For most of the twentieth century, the gap between rich and poor narrowed. In the aftermath of the Second World War, in particular, people demanded new freedoms, new rights. They expected more and saw the value in what they contributed. There was hope in some quarters that the pandemic might act as a catalyst in a similar way. Our dependence as a society on teachers, postal workers, doctors, nurses, ambulance workers, public transport workers, and so on, was laid bare. Maybe this would prompt us to reshape our society, to value differently and make fairness and equality our goals? The circumstances, however, were very different, and it already feels as though these hopes were in vain and perhaps a little naïve. Covid-19 struck in the midst of a counter-revolution, during which most of the post-war gains achieved by the working class had been successfully rolled back. In the UK, the chief agents of reaction were the Conservative Party, from Thatcher on, though New Labour, of course, also played a significant, though less purposeful, part. They have overseen the mass transfer of public assets and galloping inequality, as the rich become ever richer and the poor watched their communities stagnate, decline and die. But it wasn’t enough simply to give the rich the opportunity to enhance their fortunes. It was important too to reduce the status of everyone else, economically and socially. For decades, the UK has embraced policies that actively disadvantaged the worse off. The rewards for those prepared to dance to the oligarchs’ tune are great, and our politicians have danced merrily while working people’s lives have become progressively worse and hope of positive change has ebbed away.

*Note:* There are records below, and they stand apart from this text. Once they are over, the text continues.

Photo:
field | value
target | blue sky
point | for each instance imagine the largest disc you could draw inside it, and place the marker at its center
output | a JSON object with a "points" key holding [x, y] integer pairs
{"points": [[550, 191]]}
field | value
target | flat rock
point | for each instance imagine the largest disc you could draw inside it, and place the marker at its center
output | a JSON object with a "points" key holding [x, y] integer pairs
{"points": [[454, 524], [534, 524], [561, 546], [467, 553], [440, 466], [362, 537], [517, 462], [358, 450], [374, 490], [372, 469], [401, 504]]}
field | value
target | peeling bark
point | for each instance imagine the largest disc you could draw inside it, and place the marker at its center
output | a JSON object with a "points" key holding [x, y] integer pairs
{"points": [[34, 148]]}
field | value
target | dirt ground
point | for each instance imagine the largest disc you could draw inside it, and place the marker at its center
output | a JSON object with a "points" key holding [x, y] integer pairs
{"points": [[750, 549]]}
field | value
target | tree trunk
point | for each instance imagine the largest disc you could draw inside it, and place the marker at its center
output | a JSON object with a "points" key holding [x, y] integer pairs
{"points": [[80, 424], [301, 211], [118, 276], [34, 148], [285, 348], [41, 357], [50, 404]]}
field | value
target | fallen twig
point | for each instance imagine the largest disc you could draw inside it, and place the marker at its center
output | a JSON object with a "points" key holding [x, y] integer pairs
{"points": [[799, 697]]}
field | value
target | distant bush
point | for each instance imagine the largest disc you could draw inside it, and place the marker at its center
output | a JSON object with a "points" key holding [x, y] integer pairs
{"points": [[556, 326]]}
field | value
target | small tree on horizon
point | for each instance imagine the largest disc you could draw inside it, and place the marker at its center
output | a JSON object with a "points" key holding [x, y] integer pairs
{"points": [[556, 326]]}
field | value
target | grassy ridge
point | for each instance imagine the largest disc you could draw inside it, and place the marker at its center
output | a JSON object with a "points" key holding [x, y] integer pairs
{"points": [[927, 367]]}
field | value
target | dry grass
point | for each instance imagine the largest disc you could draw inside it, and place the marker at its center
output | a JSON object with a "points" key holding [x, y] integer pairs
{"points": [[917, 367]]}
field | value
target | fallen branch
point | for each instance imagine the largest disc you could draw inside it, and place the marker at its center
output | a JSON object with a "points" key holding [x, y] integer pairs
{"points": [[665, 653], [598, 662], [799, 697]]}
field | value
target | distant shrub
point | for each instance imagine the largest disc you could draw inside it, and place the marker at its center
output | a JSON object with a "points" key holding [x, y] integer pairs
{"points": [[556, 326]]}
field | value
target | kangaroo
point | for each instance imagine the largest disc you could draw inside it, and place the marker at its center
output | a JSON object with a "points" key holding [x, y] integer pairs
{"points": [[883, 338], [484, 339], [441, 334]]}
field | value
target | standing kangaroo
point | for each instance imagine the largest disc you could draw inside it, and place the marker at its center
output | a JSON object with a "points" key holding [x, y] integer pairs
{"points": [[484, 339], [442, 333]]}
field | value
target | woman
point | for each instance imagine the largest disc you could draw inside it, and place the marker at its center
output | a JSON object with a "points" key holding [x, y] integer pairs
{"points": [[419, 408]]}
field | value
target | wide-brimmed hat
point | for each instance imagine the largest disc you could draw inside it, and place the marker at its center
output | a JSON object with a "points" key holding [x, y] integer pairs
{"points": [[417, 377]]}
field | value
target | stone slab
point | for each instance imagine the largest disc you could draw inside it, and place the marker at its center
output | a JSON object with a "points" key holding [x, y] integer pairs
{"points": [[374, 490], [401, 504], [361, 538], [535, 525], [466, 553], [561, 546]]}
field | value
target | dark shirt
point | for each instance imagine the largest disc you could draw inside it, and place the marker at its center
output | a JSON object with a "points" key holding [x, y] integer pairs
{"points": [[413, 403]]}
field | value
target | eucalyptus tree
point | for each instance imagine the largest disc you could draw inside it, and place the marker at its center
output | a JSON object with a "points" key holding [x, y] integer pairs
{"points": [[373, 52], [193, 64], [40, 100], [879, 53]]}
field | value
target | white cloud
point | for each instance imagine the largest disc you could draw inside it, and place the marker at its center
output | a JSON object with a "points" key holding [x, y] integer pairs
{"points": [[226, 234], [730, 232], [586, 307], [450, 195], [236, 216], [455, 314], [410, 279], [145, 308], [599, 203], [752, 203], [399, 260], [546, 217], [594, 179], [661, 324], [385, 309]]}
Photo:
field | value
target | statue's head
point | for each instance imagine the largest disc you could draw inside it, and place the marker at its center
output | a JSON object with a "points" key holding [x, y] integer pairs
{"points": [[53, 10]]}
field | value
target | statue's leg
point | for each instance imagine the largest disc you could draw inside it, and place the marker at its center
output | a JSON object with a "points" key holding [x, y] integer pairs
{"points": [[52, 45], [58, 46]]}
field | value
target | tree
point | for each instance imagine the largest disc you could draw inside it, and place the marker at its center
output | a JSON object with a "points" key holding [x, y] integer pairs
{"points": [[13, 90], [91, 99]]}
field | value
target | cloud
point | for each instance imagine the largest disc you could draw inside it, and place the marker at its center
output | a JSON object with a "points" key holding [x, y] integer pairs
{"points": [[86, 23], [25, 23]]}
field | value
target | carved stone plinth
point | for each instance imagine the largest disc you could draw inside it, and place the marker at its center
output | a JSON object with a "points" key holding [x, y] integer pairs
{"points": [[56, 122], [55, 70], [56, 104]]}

This is why the current disputes matter so much. Are we content to be poor? Do we accept the hand we are dealt? Are we happy to be lied to and gaslighted, while our basic freedoms – and, in some ways the most important and basic democratic freedom, to protest – are eroded? Do we think it fair that our children’s life prospects are largely determined by the circumstances of their birth? If your answer, to any or all of these questions, is ‘no’, then you already know what is at stake. Defeat for the unions will mean a worsening of conditions, the further impoverishment of workers and our continuing descent into a kind of economic serfdom – the miserable prospect for which recent decades have  prepared us. The future looks grim indeed if we cannot summon the courage to stand up and force a change of course.